Improvised building
(Right; Pillars. Left; safety precaution: Jing’An Temple, Shanghai)
When we visited this temple in Shanghai, it was being refurbished at much expense, as it has been for some time. Although the refurbishment is of such high quality, some elements of it seem quite improvised: in the left image, you can see a pillar of lions (which might be quite familiar by now) and a huge wooden one next to it. The matching wooden pillar on the other side of the temple is flawless, polished to a high sheen, whilst this has been left with a tangled bubble of knots at the top. Perhaps it is not so easily conveyed in this photograph, but it is so beautifully finished that it has a different beauty to the rest of the temple; it is a completely natural phenomenon showcased as a marvel. It is one of my favourite parts of the whole temple complex, simply because of it’s natural simplicity and because somebody chose to keep it, rather than hack it away.
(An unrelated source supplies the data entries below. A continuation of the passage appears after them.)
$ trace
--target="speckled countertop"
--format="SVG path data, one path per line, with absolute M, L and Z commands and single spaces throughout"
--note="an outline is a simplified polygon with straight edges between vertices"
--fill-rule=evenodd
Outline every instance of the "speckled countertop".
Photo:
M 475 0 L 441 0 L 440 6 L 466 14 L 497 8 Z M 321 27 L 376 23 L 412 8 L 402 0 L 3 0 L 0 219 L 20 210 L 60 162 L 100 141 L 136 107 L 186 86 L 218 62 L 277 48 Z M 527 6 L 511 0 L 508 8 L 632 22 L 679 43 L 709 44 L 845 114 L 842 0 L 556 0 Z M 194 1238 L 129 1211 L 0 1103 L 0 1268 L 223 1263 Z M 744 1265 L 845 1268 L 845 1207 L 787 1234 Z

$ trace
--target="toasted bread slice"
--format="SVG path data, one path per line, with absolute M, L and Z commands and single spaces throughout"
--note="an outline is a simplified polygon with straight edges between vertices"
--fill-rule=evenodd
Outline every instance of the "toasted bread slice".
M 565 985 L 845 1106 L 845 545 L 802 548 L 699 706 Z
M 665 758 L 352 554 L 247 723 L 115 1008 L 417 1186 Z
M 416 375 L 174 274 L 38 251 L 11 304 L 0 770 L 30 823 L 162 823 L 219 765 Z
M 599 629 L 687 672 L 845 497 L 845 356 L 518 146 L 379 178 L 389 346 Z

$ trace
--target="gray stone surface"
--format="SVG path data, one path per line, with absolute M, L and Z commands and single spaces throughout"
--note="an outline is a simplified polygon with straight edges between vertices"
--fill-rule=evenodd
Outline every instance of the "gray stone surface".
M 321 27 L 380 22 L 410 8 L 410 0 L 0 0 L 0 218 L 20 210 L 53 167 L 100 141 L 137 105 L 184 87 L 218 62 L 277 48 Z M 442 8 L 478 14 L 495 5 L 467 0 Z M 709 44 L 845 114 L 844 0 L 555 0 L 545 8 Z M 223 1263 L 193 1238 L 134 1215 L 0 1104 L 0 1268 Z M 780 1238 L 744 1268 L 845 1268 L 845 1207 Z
The second image is less striking, but just as beautifully improvised; it’s just a plastic bottle on the bare end of a stretch of scaffolding. Without it, the monks and visitors would be at risk of a nasty poke in the face or rusty blindness, but with this safety provision, it just made us laugh – and steer clear, obviously. I think it is becoming increasingly rare to see these sorts of improvised measures in China. I believe the closer it gets to the dream of being the global superpower, the less of these delightful inventive scenarios we will see. Britain has been made less ‘fun’, even since I was a child by Health and Safety, bureaucracy and the ‘nanny state’ mentality. China has clearly not met with these yet on such a scale and (whilst I agree with many Health and Safety aims) it will steal these occurrences and standardise them, making life a bit more homogenous – one word I cannot use to describe China!